233673
230956
Salmon Arm  

Shuswap MLA blasts NDP community benefits agreements as discriminatory

Kyllo blast NDP's CBAs

Shuswap MLA Greg Kyllo is blasting the governing NDP's community benefits agreements as discriminatory and favouring the party's union friends.

Kyllo, the BC Liberals' shadow minister for labour, called out what he termed "false promises" after First Nations companies were barred from working on the Cowichan District Hospital replacement.

Jon Coleman, a Cowichan Tribes member and contractor says the CBAs prevent local Indigenous people from working on their own territory. Originally contracted to work on the hospital, Coleman has been forced to lay off staff and return leased equipment because of the exclusion.

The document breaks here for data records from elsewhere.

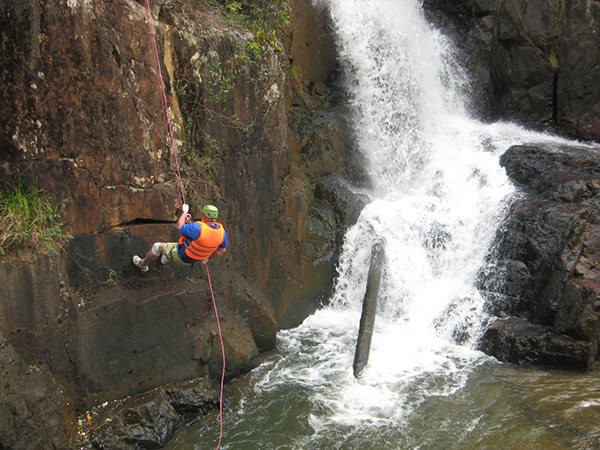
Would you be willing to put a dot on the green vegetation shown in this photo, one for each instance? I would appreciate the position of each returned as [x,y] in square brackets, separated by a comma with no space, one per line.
[28,219]
[266,20]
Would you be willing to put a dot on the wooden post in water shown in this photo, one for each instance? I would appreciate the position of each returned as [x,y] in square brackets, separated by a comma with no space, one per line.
[367,320]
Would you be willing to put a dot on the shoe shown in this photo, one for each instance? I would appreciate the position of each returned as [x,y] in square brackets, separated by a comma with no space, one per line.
[137,262]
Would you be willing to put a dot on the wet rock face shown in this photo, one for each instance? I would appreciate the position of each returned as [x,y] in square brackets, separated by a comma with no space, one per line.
[547,258]
[80,110]
[82,120]
[33,409]
[532,63]
[148,420]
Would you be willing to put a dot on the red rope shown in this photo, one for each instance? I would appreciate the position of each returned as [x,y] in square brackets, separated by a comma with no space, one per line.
[173,153]
[174,158]
[223,358]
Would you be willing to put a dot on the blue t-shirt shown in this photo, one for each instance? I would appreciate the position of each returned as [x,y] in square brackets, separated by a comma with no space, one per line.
[192,231]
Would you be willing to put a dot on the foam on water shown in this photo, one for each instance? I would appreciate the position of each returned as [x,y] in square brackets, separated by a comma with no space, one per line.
[438,196]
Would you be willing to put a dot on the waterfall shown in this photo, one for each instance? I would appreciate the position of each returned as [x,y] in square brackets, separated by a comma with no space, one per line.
[438,195]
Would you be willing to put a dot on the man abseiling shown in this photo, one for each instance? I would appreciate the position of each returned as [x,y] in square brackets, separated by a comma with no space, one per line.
[198,241]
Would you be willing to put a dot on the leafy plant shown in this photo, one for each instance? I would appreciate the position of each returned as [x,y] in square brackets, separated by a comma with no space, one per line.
[28,218]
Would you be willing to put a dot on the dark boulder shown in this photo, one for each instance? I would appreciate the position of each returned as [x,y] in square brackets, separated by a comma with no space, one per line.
[546,258]
[148,420]
[347,204]
[518,341]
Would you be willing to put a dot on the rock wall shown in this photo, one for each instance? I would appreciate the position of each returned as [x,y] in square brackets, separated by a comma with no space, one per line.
[82,120]
[531,62]
[544,277]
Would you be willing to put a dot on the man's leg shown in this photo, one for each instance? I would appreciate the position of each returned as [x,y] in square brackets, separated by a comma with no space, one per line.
[153,253]
[151,256]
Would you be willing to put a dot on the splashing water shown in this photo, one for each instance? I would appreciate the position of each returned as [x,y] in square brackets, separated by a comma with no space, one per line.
[438,195]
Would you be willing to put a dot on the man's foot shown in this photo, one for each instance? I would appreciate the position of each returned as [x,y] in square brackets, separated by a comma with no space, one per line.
[137,262]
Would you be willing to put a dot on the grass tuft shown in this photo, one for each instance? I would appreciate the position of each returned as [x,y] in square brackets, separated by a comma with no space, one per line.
[28,219]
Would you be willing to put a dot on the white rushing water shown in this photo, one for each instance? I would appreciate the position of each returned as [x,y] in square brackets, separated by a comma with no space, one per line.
[438,196]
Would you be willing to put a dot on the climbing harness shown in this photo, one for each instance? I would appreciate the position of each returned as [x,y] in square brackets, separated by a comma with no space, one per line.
[174,158]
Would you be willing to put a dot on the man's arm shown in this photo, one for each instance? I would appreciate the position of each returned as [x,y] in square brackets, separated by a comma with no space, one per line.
[184,215]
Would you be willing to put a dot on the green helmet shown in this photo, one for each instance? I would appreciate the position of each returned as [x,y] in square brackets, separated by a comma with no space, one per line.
[210,211]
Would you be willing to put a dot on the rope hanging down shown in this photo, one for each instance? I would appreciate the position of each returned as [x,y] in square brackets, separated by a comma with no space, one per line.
[222,355]
[173,153]
[174,158]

"Originally estimated to cost $600 million, the project's costs have ballooned to more than $1.4 billion due to Premier David Eby's discriminatory policy that gives special treatment to NDP-supportive unions over local First Nations employees," Kyllo says in a press release.

"The BC NDP’s preferential treatment of their union donors is harming local community employment, grossly inflating costs and adding more layers of red tape and bureaucracy to our health-care system, which is already in crisis."

Coleman said that despite bringing attention to the issue more than a month ago, the premier's office failed to respond.

By excluding them from the project unless they're unionized, the CBA is effectively forcing workers to accept pay rates inferior to what Coleman's company pays them, Kyllo added.

"It's outrageous that community members of the Cowichan Tribes are being withheld from work on their own lands," said Kyllo. "With 85 per cent of B.C.'s construction workers excluded from working on public infrastructure projects under the CBA program, it's no surprise to see the NDP is prioritizing union kickbacks over support for local communities and First Nations."

Despite being told the premier would look into the matter, Coleman says work is being granted to businesses outside Cowichan territory.

"In fact, there is a real possibility that the general contractor will be bringing in temporary foreign workers, because they cannot find local labour," he said.

"The provincial government has effectively revoked our inherent right to work within our traditional territory."